Him: the American prince who dressed in a hurry
JFK Jr. was the “last prince” of a family the United States turned into national legend, yet his style had an unexpected edge. One day he would appear in a perfectly cut suit, the next with a rucksack over his shoulder, a backwards green cap, shorts, Champion socks and Nike trainers like any neighbour popping out for bread. Even that much-discussed image of him cycling with his tailored trousers rolled up to avoid oil stains says more than a thousand interviews.
That contrast was his strength. He had elite schooling, a historic surname and photographers trailing him from childhood, yet in pictures he looked like a man simply trying to get somewhere on time. The mix made him relatable without losing his aura. A man raised in protocol and flashbulbs attempting to live like an ordinary citizen.
A tragic ending — and fuel for theories
Some stories end abruptly. Theirs did on 16 July 1999, when the plane piloted by John crashed into the Atlantic near Martha’s Vineyard, killing John, Carolyn and Lauren Bessette. The tragedy shocked the world and sealed their status as myth.
Added to that is the symbolic weight that has long surrounded the Kennedy family, including the popular notion of a supposed “curse”, as well as the speculation that has grown around the accident over the years. One does not need to believe in any of it to understand its effect.
Why ‘Love Story‘ arrives at the right moment
The miniseries arrives at exactly the right moment, riding a wave of Nineties nostalgia, a renewed craving for authenticity and a fashion landscape that has fallen back in love with clean, essential design. Its casting has already generated plenty of buzz, with Sarah Pidgeon and Paul Kelly stepping into the roles with an uncanny physical resemblance.

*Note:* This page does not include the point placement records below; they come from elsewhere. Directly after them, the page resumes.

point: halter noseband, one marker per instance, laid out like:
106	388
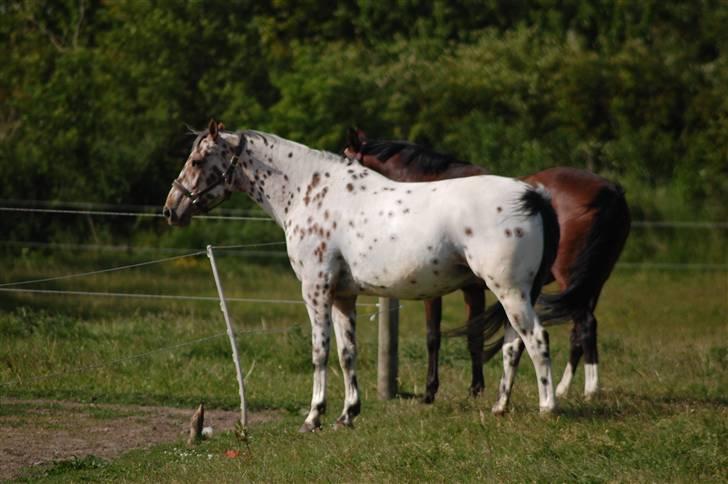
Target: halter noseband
197	200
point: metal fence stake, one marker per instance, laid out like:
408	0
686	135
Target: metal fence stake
233	344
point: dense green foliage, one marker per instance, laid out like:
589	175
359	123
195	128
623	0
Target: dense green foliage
95	96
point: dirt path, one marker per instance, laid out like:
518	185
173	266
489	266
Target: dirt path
36	432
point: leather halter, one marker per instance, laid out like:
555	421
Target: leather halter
197	201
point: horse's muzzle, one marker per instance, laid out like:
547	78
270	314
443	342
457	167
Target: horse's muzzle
173	218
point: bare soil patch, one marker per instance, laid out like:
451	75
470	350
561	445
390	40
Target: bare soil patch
37	432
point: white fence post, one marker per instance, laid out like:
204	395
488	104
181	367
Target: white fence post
233	344
388	348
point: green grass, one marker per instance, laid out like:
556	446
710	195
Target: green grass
662	415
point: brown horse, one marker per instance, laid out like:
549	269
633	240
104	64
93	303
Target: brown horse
594	221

Across the episodes, the story traces the key milestones of their relationship, from their first meeting in 1992 to going public in 1994, their 1996 wedding and the relentless media scrutiny that followed them everywhere.

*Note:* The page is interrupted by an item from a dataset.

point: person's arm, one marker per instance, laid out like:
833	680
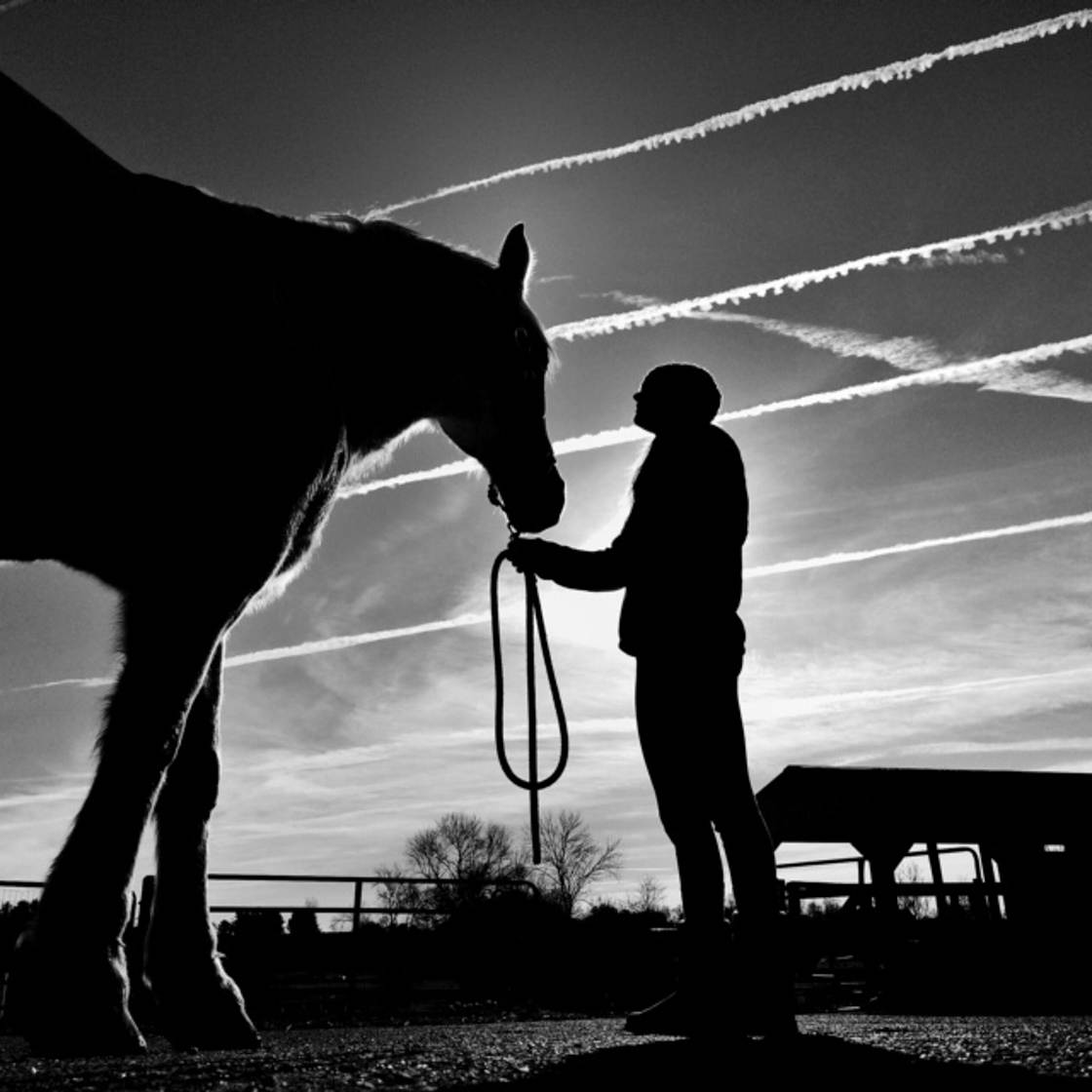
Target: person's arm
602	570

The fascination with JFK Jr. and Carolyn Bessette is not only about the clothes, though they mattered, nor solely about the tragedy, nor just about the Kennedy name. It is because they embodied something rare today — elegance without excess, luxury without boasting and a way of being that did not require constant explanation. The series captures that spirit, paying close attention to fashion, with carefully recreated looks that are integral to the narrative rather than mere decoration. If you want to see it for yourself, the first three episodes are now available on Disney+.